Comment j'ai connu Mila
Cet hiver-là, nous avions eu une période de neige. Après quelques jours hivernaux, le soleil était revenu et, par un ciel tout bleu, nous avions pris la route de Mila. La poterie étant l'une des spécialités de la ville, le but de la promenade était de visiter l'atelier d'un potier : je n'en avais vu qu'au cinéma et il me tardait de " voir " travailler l'argile. Mais, un autre grand intérêt, était de visiter la vieille ville avec ses ruines des siècles passés.
Il y avait encore dans les champs des plaques de neige glacée qui, au soleil, semblaient cristallines. Au-delà de la ville, les hauteurs étaient bien blanches
L'atelier du potier était plus grand que nous le pensions : le long des murs, des étagères présentaient sa production et celle de ses aides. Les plats, les pots, les vases et les pichets étaient de formes éternelles.

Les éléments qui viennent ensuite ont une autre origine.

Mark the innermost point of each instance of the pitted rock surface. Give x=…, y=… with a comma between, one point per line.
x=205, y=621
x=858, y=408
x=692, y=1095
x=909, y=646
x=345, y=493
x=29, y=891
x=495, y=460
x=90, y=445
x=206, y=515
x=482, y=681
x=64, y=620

Elles ont, depuis toujours, été façonnées ainsi par la main de l'homme, pour l'homme, pour un usage quotidien. Jamais, un " designer " n'avait eu besoin de se creuser la tête pour trouver des formes nouvelles, les plus insolites possibles !
La majorité d'entre elles étaient de couleur ocre, comme la terre du pays avec, parfois, des décorations brunes. On nous a donc montré toutes les étapes de la fabrication, le séchage et le vernissage parfois. C'était magique de voir la masse d'argile s'étirer et prendre forme entre les mains de l'artisan (on pourrait dire : de l'artiste) . Parfois, d'une pression légère, il écrasait la masse ou la creusait avec, semblait-il, une grande facilité, la plateforme en bois tournant comme une folle selon l'impulsion qu'il lui donnait.
J'étais absolument fascinée et je pris la résolution de faire moi-même, plus tard, de la poterie ! En réalité, j'ai travaillé l'argile mais d'une autre façon. Je vous en ai déjà montré quelques échantillons.
Bien sûr, nous avons acheté un vase qui devait aller rejoindre, dans une vitrine, un autre, presque semblable mais qui venait, lui, de Nabeul ( Tunisie) , et qui était dans les tons bleus.
La visite de la vieille ville, que j'attendais impatiemment, fut malheureusement incomplète, à notre grand regret !
Bien sûr, pénétrer dans la Médina aux rues tortueuses toutes pavées, était un dépaysement total. Entre les maisons modestes, subsistaient des restes de monuments comme des pans de murs ou des colonnes romaines. Nous avions l'impression très nette de manquer beaucoup de choses ! Sans nul doute, la compagnie d'un guide ou d'un érudit amoureux de sa ville, nous eût été plus profitable pour comprendre et apprendre. Nous nous disions que des trésors archéologiques étaient sous nos pieds : cela s'est vérifié par la suite.
Des parties restantes du rempart byzantin, montraient la puissante citadelle qu'avait pu être cette ville. N'oublions pas que, sous les Romains aussi, Milev était l'un des quatre " castella " qui protégeaient Cirta, (bien loin encore de s'appeler Constantine). J'ai dit : Milev, mais sous les occupations diverses la ville changea plusieurs fois de nom, souvent de consonance proche. Quand en 1880, un lieutenant français trouva un statue de marbre blanc de grande taille, on pensa qu'elle représentait une reine berbère Mélou ou Milo ; on supposa aussi que c'était une déesse, Milev étant surnommée " Reine des céréales et du lait " . Elle sembla de l'époque numide.
Ayant été un carrefour de civilisations, Mila a amoncelé les strates de son passé : ainsi une caserne peut recouvrir une mosquée, laquelle est bâtie sur une ancienne église, elle-même construite sur un temple antique ! Nous somme donc passés à côté de monuments dont l'usage avait été détourné et sur lesquels s'étaient greffées des constructions parasites. Mais la superbe porte de pierre, Bab-el-Bled, voûte dans le rempart, était intacte, comme les façades olmeyyades auxquelles le soleil donnait une teinte beige rosé et comme la fontaine romaine toujours en activité depuis des siècles ! Elle daterait du début du 3ème siècle. Blottie dans un coin, en contrebas, elle continue d'attirer usagers et photographes.
Actuellement Mila veut sauver les témoignages des civilisations qui s'y sont succédé et l'ont façonnée. On veut réhabiliter les vieilles maisons comme les vieux fours traditionnels qui cuisaient les briques et les tuiles. On peut imaginer qu'un étudiant du Centre Universitaire, féru autant d'informatique que d'Histoire, aura un jour l'idée de restituer " en 3 D " , les images des époques glorieuses de la ville, comme sous Justinien par exemple, entre deux invasions, entre deux destructions. On souhaite aux chercheurs, archéologues et historiens, de réussir dans leur projet : donner ainsi une impulsion à leur ville-musée.